Fresh calls for Treasury Secretary Tim Geithner's resignation are emerging following a new Bloomberg report. At the peak of the financial meltdown, the Geithner-led New York Fed instructed bailed-out insurance giant AIG to "to withhold details from the public" about the insurer's payments to banks. Those details included AIG's agreement to repay a number of banks $62.1 billion in toxic assets, a move many have criticized as  "backdoor bailouts." Why did the New York Fed want to hide the details? Speaking for the skeptics, Reuters's Felix Salmon says we can only "assume the worst." Here's how other finance bloggers are parsing the new story:

  • Now It All Makes Sense, writes Ed Morrissey at Hot Air: "Geithner and his cohorts wanted to make sure they covered their tracks while using AIG as both a whipping post and a money-laundering device in order to effect the rescue of politically-connected private institutions."
  • Geithner Kept AIG Quiet to Advance His Career, suggests Felix Salmon at Reuters: "All of this secrecy coincided with Geithner’s nomination to be Treasury secretary, which makes the whole thing stink much more: was Geithner deliberately trying to keep anything potentially damaging secret for the sake of his own personal career progression?"
  • A Major Blow to Transparency, writes Michael Corkery at The Wall Street Journal: "These emails raise a far more serious and fundamental issue: The government hiding material financial information from the public. Disclosure is the bedrock of good government and market investing. Both seem compromised in the AIG bailout."
  • Geithner Must Go, writes Edward Harrison at Credit Writedowns: "He was on the job when these firms levered up and took reckless risks that endangered our financial system. For him to absolve himself of responsibility is a disgrace. And to add insult to injury, we now learn that he urged a systemically important company to withhold evidence of his looting of taxpayers. Tim Geithner must go."
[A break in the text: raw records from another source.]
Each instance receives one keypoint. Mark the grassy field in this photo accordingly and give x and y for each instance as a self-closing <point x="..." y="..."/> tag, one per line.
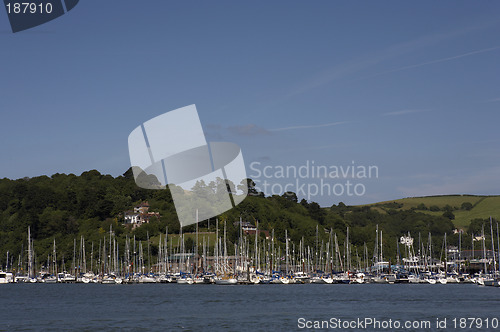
<point x="483" y="206"/>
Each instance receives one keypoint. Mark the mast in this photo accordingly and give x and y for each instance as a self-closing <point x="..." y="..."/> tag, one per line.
<point x="493" y="247"/>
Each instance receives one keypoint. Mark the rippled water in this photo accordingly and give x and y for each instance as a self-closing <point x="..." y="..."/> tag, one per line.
<point x="233" y="308"/>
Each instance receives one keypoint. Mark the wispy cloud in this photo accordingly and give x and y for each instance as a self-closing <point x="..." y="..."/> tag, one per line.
<point x="490" y="49"/>
<point x="373" y="58"/>
<point x="403" y="112"/>
<point x="331" y="124"/>
<point x="247" y="130"/>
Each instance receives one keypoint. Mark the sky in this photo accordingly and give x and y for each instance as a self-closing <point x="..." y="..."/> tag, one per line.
<point x="411" y="89"/>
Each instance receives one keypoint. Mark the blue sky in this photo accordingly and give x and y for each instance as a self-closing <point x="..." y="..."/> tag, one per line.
<point x="411" y="87"/>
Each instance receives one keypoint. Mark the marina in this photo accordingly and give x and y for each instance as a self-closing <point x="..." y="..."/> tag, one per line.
<point x="262" y="261"/>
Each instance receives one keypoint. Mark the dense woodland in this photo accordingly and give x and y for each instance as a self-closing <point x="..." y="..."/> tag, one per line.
<point x="66" y="207"/>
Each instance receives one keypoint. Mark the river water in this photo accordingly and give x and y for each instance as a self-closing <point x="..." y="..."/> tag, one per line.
<point x="168" y="307"/>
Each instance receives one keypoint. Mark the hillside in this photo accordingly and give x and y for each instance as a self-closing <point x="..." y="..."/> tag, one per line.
<point x="68" y="208"/>
<point x="482" y="207"/>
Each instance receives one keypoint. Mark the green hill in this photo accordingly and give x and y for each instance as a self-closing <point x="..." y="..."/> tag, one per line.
<point x="482" y="207"/>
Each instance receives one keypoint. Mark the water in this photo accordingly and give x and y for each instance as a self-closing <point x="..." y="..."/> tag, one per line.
<point x="235" y="308"/>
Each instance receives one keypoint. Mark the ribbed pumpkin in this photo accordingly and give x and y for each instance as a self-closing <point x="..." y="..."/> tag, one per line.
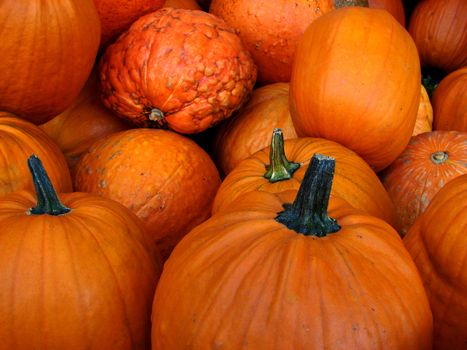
<point x="18" y="140"/>
<point x="438" y="245"/>
<point x="429" y="162"/>
<point x="76" y="275"/>
<point x="293" y="276"/>
<point x="179" y="69"/>
<point x="438" y="29"/>
<point x="166" y="179"/>
<point x="450" y="102"/>
<point x="48" y="50"/>
<point x="282" y="167"/>
<point x="356" y="81"/>
<point x="250" y="129"/>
  • Give Tim a Break, writes a sarcastic Jessica Pressler at New York Magazine: "To be fair, you can kind of see his reasoning. Allowing banks like Goldman Sachs and Société Générale to cash out their insurance in comatose insurance company AIG for 100 cents on the dollar, the $62.1 billion tab of which would ultimately be paid by the taxpayer, without even trying to get them to take a haircut — well, that just looked so bad. Like Anthony Marshall–forging-his-mother's-signature-on-her-will bad."